Portfolio returns, performance analytics improved.

paul-soltis
Paul Soltis, Confluence.

Buy-side provider Confluence has made several changes to its Unity Performance solution to help institutional investors de-clutter their systems.

Unity Performance covers automated daily and monthly mutual-fund return calculations, and extends to more than 80 percent of US mutual funds today.

By expanding to provide support for institutional portfolios and portfolio analytics, Pittsburgh, Pa.-based Confluence will add automated calculation of fund, portfolio and composite returns while providing attribution, contribution, and risk and volatility statistics. With more than 800 functions available, the solution will deliver on firms' most complex performance requirements.

[For a selection of new critical options, see below]
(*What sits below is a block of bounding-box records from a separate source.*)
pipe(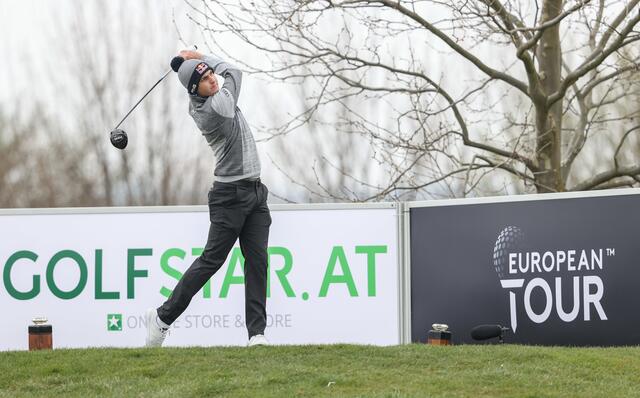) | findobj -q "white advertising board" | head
[0,205,400,350]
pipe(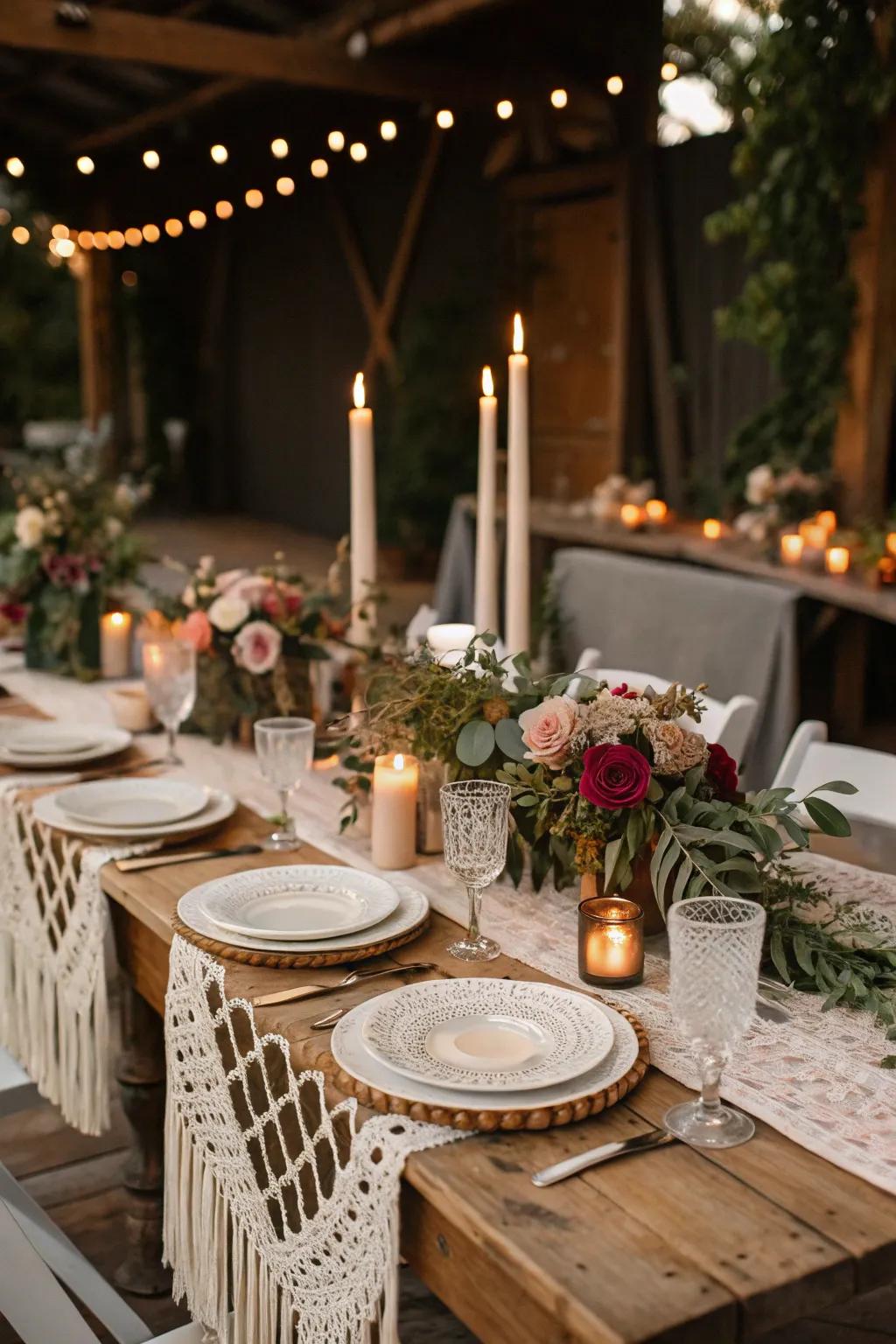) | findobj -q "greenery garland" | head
[705,0,893,496]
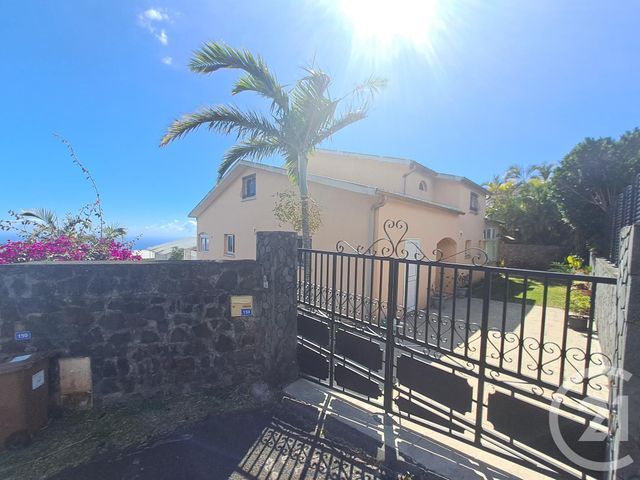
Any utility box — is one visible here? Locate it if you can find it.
[0,353,49,450]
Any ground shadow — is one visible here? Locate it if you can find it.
[50,397,443,480]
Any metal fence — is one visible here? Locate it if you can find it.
[297,221,615,478]
[609,173,640,265]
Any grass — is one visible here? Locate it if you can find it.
[472,274,586,310]
[0,390,262,480]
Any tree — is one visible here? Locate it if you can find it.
[169,247,184,260]
[273,190,322,235]
[485,166,573,247]
[551,128,640,252]
[160,42,386,248]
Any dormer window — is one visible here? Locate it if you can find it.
[242,173,256,199]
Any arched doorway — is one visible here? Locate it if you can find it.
[434,237,458,295]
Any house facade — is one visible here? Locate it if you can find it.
[190,150,486,263]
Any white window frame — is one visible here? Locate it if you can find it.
[469,192,480,213]
[224,233,236,256]
[241,173,258,200]
[198,232,211,252]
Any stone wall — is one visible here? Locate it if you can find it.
[0,232,296,399]
[498,241,568,270]
[592,225,640,479]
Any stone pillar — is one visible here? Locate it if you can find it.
[610,224,640,480]
[256,232,298,385]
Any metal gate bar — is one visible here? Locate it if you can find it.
[297,220,615,477]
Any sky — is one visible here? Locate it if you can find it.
[0,0,640,246]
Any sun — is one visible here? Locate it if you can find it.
[338,0,439,53]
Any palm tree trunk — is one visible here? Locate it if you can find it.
[298,153,311,294]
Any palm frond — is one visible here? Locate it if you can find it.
[218,138,281,180]
[160,105,279,147]
[284,152,298,185]
[103,224,127,239]
[20,208,58,230]
[189,42,289,111]
[313,108,369,145]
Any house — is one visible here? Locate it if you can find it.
[134,237,197,260]
[189,150,486,262]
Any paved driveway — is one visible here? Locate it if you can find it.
[50,398,444,480]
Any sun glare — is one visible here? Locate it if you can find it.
[338,0,438,54]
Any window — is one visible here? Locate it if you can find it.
[298,237,313,267]
[224,233,236,255]
[484,228,497,240]
[469,192,480,213]
[242,174,256,198]
[198,233,209,252]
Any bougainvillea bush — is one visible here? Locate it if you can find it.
[0,138,141,264]
[0,235,140,264]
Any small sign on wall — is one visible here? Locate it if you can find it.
[231,295,253,317]
[31,370,44,390]
[14,330,32,342]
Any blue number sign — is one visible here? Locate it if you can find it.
[15,330,32,342]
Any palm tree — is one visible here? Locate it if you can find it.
[533,163,555,182]
[160,42,386,248]
[504,165,538,185]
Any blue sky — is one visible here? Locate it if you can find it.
[0,0,640,248]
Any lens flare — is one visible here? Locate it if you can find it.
[338,0,440,55]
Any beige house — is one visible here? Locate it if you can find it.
[189,150,486,263]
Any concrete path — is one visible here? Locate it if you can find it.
[285,379,555,480]
[49,398,443,480]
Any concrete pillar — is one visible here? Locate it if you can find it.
[610,224,640,480]
[256,232,298,385]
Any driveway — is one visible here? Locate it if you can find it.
[50,398,444,480]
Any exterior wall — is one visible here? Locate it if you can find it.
[373,199,484,308]
[592,225,640,479]
[0,232,296,400]
[308,150,410,193]
[198,168,375,260]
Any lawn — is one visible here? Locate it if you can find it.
[472,274,585,309]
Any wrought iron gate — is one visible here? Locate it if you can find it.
[297,220,615,478]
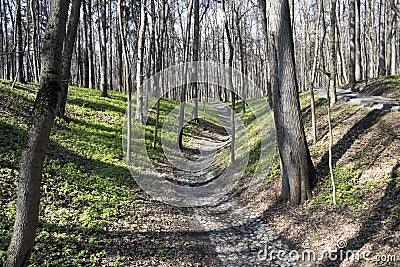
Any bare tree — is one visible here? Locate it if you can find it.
[260,0,315,205]
[136,0,147,123]
[4,0,69,267]
[378,0,386,76]
[100,0,108,97]
[58,0,81,119]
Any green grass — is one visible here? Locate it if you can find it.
[0,81,185,266]
[0,80,274,266]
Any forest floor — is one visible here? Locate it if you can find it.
[0,77,400,266]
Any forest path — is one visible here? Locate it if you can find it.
[173,103,306,267]
[314,88,400,112]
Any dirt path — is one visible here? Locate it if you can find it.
[162,103,307,266]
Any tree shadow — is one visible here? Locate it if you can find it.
[300,98,326,121]
[320,163,400,267]
[68,97,126,114]
[316,109,387,174]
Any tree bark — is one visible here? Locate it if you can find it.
[329,0,337,106]
[354,0,363,82]
[222,0,236,164]
[136,0,146,123]
[262,0,315,205]
[378,0,386,76]
[349,0,356,91]
[58,0,81,119]
[100,0,108,97]
[15,0,26,83]
[192,0,200,121]
[4,0,69,267]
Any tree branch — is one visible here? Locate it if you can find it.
[390,0,400,18]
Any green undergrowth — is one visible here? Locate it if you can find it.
[0,81,159,266]
[362,74,400,99]
[300,93,399,213]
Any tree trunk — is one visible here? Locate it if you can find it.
[15,0,25,83]
[262,0,315,205]
[258,0,273,109]
[87,0,96,88]
[329,0,337,106]
[82,0,89,88]
[58,0,81,119]
[354,0,363,81]
[192,0,200,121]
[100,0,108,97]
[349,0,356,90]
[4,0,69,267]
[136,0,146,123]
[178,0,193,147]
[222,0,236,164]
[378,0,386,76]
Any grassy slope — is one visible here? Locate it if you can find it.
[0,81,219,266]
[0,76,400,266]
[362,74,400,99]
[258,89,400,266]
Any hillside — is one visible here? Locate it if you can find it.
[0,81,219,266]
[0,78,400,266]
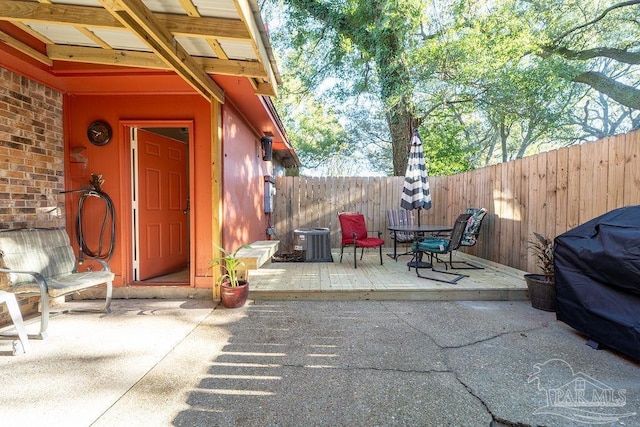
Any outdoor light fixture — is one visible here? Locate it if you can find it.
[260,136,273,161]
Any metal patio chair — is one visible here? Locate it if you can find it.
[409,213,471,283]
[387,209,416,261]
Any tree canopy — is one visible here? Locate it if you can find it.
[263,0,640,175]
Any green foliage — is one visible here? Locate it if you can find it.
[266,0,640,174]
[209,244,251,287]
[529,231,555,280]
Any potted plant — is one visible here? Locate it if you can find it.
[524,232,556,311]
[209,245,251,308]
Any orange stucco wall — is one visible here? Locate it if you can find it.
[222,105,271,250]
[64,95,266,287]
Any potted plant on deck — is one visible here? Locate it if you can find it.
[524,232,556,311]
[210,245,250,308]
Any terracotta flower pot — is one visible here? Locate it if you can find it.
[524,274,556,311]
[220,280,249,308]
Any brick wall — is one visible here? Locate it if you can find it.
[0,68,64,326]
[0,68,64,229]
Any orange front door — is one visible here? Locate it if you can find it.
[137,129,189,280]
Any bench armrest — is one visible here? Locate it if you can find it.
[76,256,111,272]
[0,268,49,295]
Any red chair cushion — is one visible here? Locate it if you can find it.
[339,214,367,244]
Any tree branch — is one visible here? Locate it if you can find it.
[573,71,640,110]
[545,47,640,65]
[552,0,640,44]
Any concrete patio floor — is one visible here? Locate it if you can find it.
[0,298,640,427]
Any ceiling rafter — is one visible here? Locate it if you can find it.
[0,0,251,40]
[99,0,224,103]
[233,0,277,97]
[0,31,53,66]
[47,44,267,78]
[0,0,278,102]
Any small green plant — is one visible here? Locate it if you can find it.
[529,231,555,281]
[209,244,251,287]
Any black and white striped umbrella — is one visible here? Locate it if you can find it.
[400,130,431,223]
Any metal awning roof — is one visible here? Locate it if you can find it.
[0,0,279,102]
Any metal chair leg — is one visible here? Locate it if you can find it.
[0,291,31,355]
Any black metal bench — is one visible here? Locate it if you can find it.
[0,228,114,339]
“Asset managers are increasingly focused on defragmenting their technology and data by consolidating vendors and relying on solutions that deliver broad functionality across a global enterprise,” says Paul Soltis, North American market manager at Confluence. “By expanding our Unity Performance solution to support returns for both institutional portfolios and retail funds, and to support performance analytics across all asset classes, we are delivering on that need and enabling investment firms to manage enterprise-wide performance calculation, analysis and reporting from a single platform.” 

 New options now included in Unity Performance:

  • Fund Returns: Calculates and delivers all of the geometric returns required for mutual fund disclosures and marketing, as well as for internal analysis, including load and no load, synthetic, multi-currency, gross of fees, principal only and US after-tax.
  • Portfolio Returns: Provides flexibility to easily calculate portfolio performance returns according to different methodologies such as Money Weighted Return, Time Weighted Return or Modified Dietz.
  • Risk & Volatility Statistics: Enables standard and ad-hoc reports to be automatically created including the most common risk measures and calculations used for external reporting, marketing documents and internal portfolio analysis.
  • Contribution: Breaks down returns through criteria such as sectors, geo zones, currencies and instrument types. Asset managers can compare holdings to indices or model portfolios and identify top contributors and detractors to fund returns.
  • Attribution: Allows any type of attribution to be calculated with various criteria parameters and models, including transaction based, to fit the analysis of each specific type of portfolio or financial instrument, including fixed income and derivatives.